Note that using this mechanism, we allow subroutine calls to nest arbitrarily deep; it's just that subroutine calls that are nested less than 8 deep will occur much more quickly than those that are nested deeper. We are providing an "infinite" capability, but only making efficient a very limited, finite part of that capability. We gain the flexibility of an unlimited capability, that nearly always is very efficient, while only paying for a limited capability. In system design this is called optimizing the common case. This is a very important notion - we will return to it again and again.

3. Argument passing convention.

Finally, we need to look at the convention for passing arguments to subroutines (and getting return values) in the SPARC architecture.

In most architectures, argument passing is performed using main memory. That is, before a subroutine call, the arguments are placed in memory. Once the subroutine starts, it must then fetch the arguments from memory to operate on them.

The SPARC designers noted that, since data need to be in registers in order to be used by the CPU, it is wasteful to store data into memory before a subroutine call only to immediately fetch them back again from memory during the subroutine. To address this they designed register windows so that they "overlap".

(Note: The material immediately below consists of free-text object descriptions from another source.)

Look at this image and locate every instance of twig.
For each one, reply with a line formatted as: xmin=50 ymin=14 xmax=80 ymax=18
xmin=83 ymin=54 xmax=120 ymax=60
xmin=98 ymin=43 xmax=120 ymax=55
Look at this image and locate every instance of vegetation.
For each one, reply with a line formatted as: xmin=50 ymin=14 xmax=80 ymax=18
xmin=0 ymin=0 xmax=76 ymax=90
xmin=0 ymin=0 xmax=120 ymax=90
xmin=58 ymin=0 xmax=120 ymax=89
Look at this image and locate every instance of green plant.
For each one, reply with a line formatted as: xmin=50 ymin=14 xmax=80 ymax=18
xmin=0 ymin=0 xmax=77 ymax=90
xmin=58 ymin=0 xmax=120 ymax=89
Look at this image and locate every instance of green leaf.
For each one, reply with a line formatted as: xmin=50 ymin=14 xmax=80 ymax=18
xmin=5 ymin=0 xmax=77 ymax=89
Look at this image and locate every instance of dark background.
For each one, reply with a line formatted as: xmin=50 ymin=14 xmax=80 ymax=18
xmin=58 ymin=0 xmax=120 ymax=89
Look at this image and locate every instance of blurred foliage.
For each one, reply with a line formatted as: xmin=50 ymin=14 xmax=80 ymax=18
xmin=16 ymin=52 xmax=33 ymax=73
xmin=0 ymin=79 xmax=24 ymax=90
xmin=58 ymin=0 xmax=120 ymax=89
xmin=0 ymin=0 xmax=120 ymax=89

As shown above, when a subroutine call is made, the "out" registers of the caller become the "in" registers of the callee. This is the principal method of passing arguments to subroutines. Before a subroutine call, the caller must place any arguments into registers %o0 through %o5. After the save instruction is executed, these become registers %i0 through %i5 to the subroutine. The subroutine simply uses those registers for its arguments.

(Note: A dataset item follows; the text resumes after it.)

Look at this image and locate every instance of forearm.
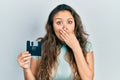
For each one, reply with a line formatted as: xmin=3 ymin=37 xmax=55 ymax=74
xmin=72 ymin=45 xmax=93 ymax=80
xmin=23 ymin=68 xmax=35 ymax=80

Most languages allow a subroutine to have a return value. Return values are placed by the subroutine in register %i0, which becomes %o0 after the restore instruction. So to the caller, the return value from a subroutine appears in %o0.

By the way - only %o0 through %o5 are used to pass arguments to subroutines. %o6 is used for another purpose which we'll cover soon; and %o7 holds the return address of the subroutine as discussed above.

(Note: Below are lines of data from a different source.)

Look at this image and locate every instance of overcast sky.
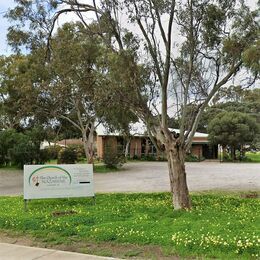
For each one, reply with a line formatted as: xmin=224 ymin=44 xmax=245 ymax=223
xmin=0 ymin=0 xmax=16 ymax=55
xmin=0 ymin=0 xmax=258 ymax=56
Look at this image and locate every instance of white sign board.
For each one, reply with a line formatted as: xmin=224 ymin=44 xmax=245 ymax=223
xmin=24 ymin=164 xmax=94 ymax=200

There is a convention for argument passing in C that you should know. The arguments are placed in %o0 through %o5 in order, when reading the C argument list from left to right.

Another Example of Optimizing the Common Case.

What about the case in which a subroutine has more than six arguments? In that case, the SPARC architecture specifies that the extra arguments be placed in memory before the call, and retrieved from there during the subroutine. So, if we are going to use memory anyway, why pay the cost of implementing argument passing in register windows -- why not use memory all the time?

The answer: "optimize the common case." The SPARC designers determined that most subroutines in most programs had six arguments or less. Therefore, almost all the time the arguments will fit into the six out registers, and no data will need to be stored into memory. Once again, we gain the flexibility of an unlimited capability, that nearly always is very efficient, while only paying for a limited capability.

Summary

The mechanisms for subroutine linkage are complicated, but the expense is justified because of the importance of subroutines as an abstraction mechanism. We want subroutines to be fast so that they will be widely used, and because there is a strong demand for them.

We also want subroutine linkage to be defined at the assembly language layer, rather than at a higher layer. This allows different programming languages to call subroutines ("virtual instructions") written in other languages. In fact, subroutines are the main method for combining code written in different languages.